Several recent events seem to foreshadow the metaverse as the place where we’ll be spending a lot of time in the not-too-distant future.

The metaverse is defined as the collective, virtual and shared space created by the convergence of virtually enhanced physical reality and physically persistent virtual space, including the sum of all virtual worlds, augmented reality and the internet. Traditionally, it has been exploited within the scope of virtual realityor augmented reality in environments ranging from video games to industrial applications, but always relatively niche, and until now, hasn’t reached a majority audience.

But events on the technological scene suggest that we could be close to moving from this relatively marginal use to more significant levels of adoption, particularly as a way of dealing with the pandemic and the new realities it has generated: a leak from Apple about supposed augmented reality glasses possibly linked to the iPhone, the launch of which some do not consider viable before 2022, and which would confirm the company’s interest in an environment in which it has already made several acquisitions (the most recent a week ago) and registered several related patents.
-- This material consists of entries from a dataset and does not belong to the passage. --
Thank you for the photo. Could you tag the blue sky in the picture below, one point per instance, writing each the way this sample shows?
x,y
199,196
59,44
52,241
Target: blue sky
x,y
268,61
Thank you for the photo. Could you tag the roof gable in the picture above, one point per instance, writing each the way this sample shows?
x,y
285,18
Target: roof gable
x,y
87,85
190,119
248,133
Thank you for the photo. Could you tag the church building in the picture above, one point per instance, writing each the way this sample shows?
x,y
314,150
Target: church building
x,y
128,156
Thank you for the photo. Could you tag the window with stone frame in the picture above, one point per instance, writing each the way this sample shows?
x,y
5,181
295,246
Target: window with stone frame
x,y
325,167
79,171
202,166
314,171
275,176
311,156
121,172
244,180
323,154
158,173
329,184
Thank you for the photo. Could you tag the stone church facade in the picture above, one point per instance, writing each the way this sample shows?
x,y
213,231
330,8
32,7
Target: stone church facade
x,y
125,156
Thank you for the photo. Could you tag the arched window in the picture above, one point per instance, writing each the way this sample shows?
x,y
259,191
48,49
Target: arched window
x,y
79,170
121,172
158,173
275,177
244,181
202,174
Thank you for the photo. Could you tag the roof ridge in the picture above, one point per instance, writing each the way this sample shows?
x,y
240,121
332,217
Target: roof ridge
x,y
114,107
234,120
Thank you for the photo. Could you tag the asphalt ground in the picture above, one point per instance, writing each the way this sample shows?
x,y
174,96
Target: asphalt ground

Facebook, which bought Oculus VR in 2014, continues to advance its vision of remote working using virtual and augmented reality in line with the end of lockdown, pointing to a future where any surface in our home could become an interface we can use to visualize just about anything. At the same time, the company shamelessly copies Bitmoji and launches virtual avatars, which it’s been working on for some time, another technology that many link to the development of social environments in virtual reality.
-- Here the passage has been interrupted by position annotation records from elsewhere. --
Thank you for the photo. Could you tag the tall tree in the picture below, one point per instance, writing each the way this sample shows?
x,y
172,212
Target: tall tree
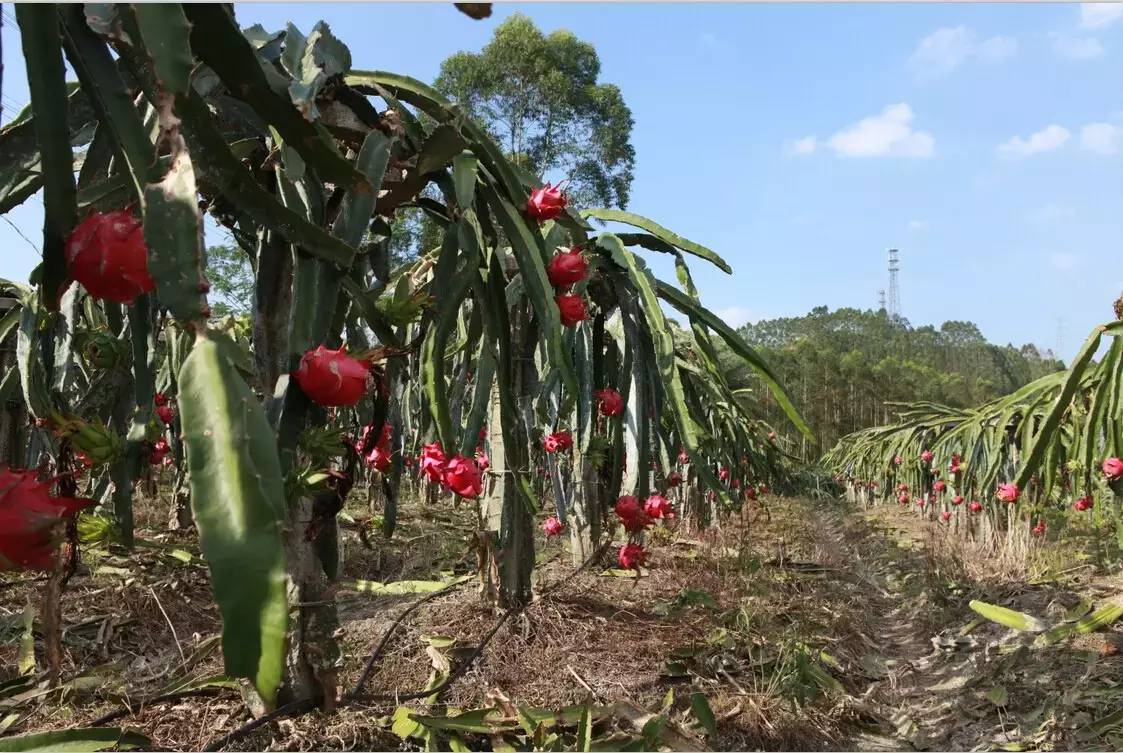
x,y
231,279
539,97
843,366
Peter Chou, former CEO of HTC and who left the company about three years ago, now runs XRSpace, which has come up with a new virtual reality devicecalled Mova, lighter and more powerful than its competitors, equipped with 5G and oriented to social interaction within its own virtual environment. The idea of virtual environments linked to social participation was for a long time in development at Linden Lab, the company that owns Second Life, which generated many headlines at the end of the first decade of the century, but recently sold those developments to a small and little-known company called Wookey Projects. XRSpace’s virtual reality concept, XR, combines a projection device close to the eyes of virtual reality viewers with two front-facing cameras that would allow the integration of the real world, in a stand-alone viewer design weighing less than 500 grams and that would be equipped with a display panel with a refresh rate of 90 hertz and 702 dots per inch, both parameters significantly above its current competitors.

A whole bunch of news and innovations in an environment that has already taken several years to develop, but is still waiting to make the leap into mass adoption. There’s no smoke without fire. Could the need to develop work, education and relationship interfaces provoked by the pandemic be the trigger we’ve been waiting for?

Do you see yourself interacting with your friends, working or consuming content in a regular way, not occasionally, with a viewer weighing a pound strapped in front of your eyes? Is virtual reality technology ready for that moment of mass adoption? Are we?